Por ejemplo: cuando se nos insulta, tenemos dos opciones: sentirnos insultados -porque nos sabemos culpables- y responder insultando -como un acto reflejo que la imperante ley de la fuerza aplaude en esta sociedad- o detener la compulsión agresiva porque nos sabemos inocentes y porque, en cualquier caso, no hay mayor ofensa para el agresor que la indiferencia. El silencio desarma al que grita, como el gesto pacífico desconcierta al violento. Cuando alguien nos chilla es difícil oírlo, por más que los oídos se estremezcan ante su pataleo: porque, ¿cómo entender a quien defeca por la boca, y de qué manera mágica escuchar la voz de los fantasmas disfrazados de personas? Y aun, si acaso los oyéramos, ¿qué decir?
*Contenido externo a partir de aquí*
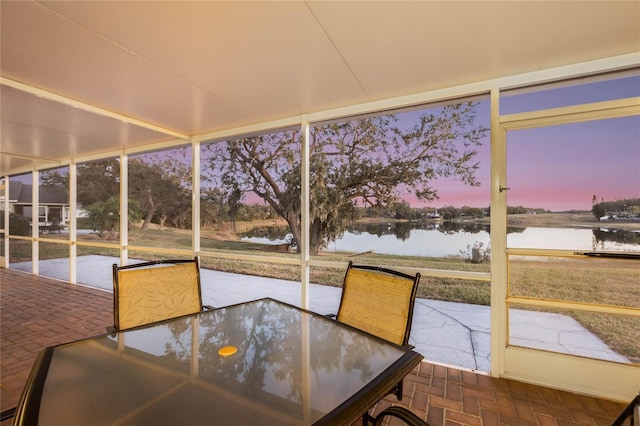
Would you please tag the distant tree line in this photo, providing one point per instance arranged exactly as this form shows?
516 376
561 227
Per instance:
625 208
403 210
La sociedad prefiere una mentira convincente a una pobre verdad. Además: la valentía no consiste en luchar contra la necedad, sino en mantenerse al margen de ella, digan lo que digan cuantos nos rodean: ¿no es preferible ser nadie en un mundo en el que ser alguien significa haberse vendido a las estratagemas y las convenciones de la fama o el cotilleo?
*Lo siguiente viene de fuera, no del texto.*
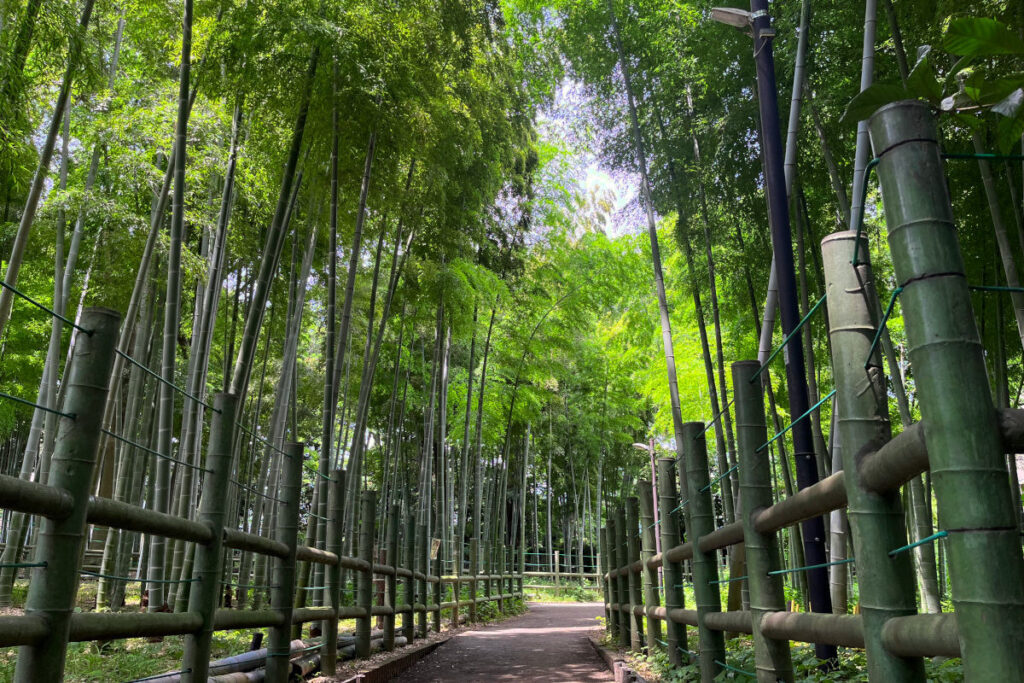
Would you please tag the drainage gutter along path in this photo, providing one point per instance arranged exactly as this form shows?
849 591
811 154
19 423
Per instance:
548 643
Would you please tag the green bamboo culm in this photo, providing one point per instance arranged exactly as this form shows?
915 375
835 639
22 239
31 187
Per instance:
209 557
336 504
877 519
283 586
649 574
365 580
701 522
53 588
673 574
772 656
966 457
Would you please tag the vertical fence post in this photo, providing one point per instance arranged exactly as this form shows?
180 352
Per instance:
772 657
391 582
647 530
409 616
877 520
706 593
623 590
283 586
966 455
209 558
672 571
633 556
365 579
336 505
54 587
474 571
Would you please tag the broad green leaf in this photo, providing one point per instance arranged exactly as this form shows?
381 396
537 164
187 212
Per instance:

El mundo, en general, es bueno; y lo sería más si algunos no se empeñaran en emponzoñarlo. Sumadas de una en una, hay más personas bienintencionadas que malintencionadas: hay quienes tienen como premisa que los otros son honestos, y hay quienes desconfían por principio de los demás: cada uno piensa del otro lo que no quiere reconocer de sí mismo. La ira -cualquier pasión- se alimenta a sí misma si no la atajamos. Algunos dicen de los coléricos que «tienen mucho carácter», cuando en realidad manifiestan muy mal carácter. Lo cierto es que ni el mejor ni el peor son elegidos democráticamente, sino que se constituyen en tales por su espontaneidad o contumacia. Si la prudencia y la templanza fueran pilares de nuestro comportamiento habría menos heridos en esta extraña paz llamada sociedad.
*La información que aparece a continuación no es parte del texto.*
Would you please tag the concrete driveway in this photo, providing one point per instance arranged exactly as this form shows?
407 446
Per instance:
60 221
Naturalmente, hay que tener en cuenta las opiniones ajenas -si no son gratuidades con pretensión de dogmas-; pero no hasta el punto de que anulen nuestro criterio -a menos que reconozcamos que sus razones son más razonables que las nuestras. Pero, como «El gran masturbador» daliniano, el contumaz suele ser un onanista de sus convicciones, a pesar de que considere su opinión tan valiosa como la obsesiva y sensibilizadora nota de Chopin en su conocido «Preludio de la gota de agua» (opus 28, nº 15).
En fin: ya nos mostró Cervantes que hay dos formas de afrontar al ofensor amante de calumnias: mientras Avellaneda, queriendo que prevaleciesen su nombre y sinrazón, ultrajaba a Cervantes, este, más noble, inteligente y comedido, repudió todo acceso de cólera y dejó que los gritos del apócrifo se convirtieran en sus propios fiscales.
Y en resolución: ¿Por qué sentirse ofendido por quien tiene como norma la incontinencia verbal, o física, y la utiliza como le conviene? Y, sobre todo: ¿Quién es más dichoso, el que se sabe rodeado de inocentes o el que da por supuesto que vive entre culpables?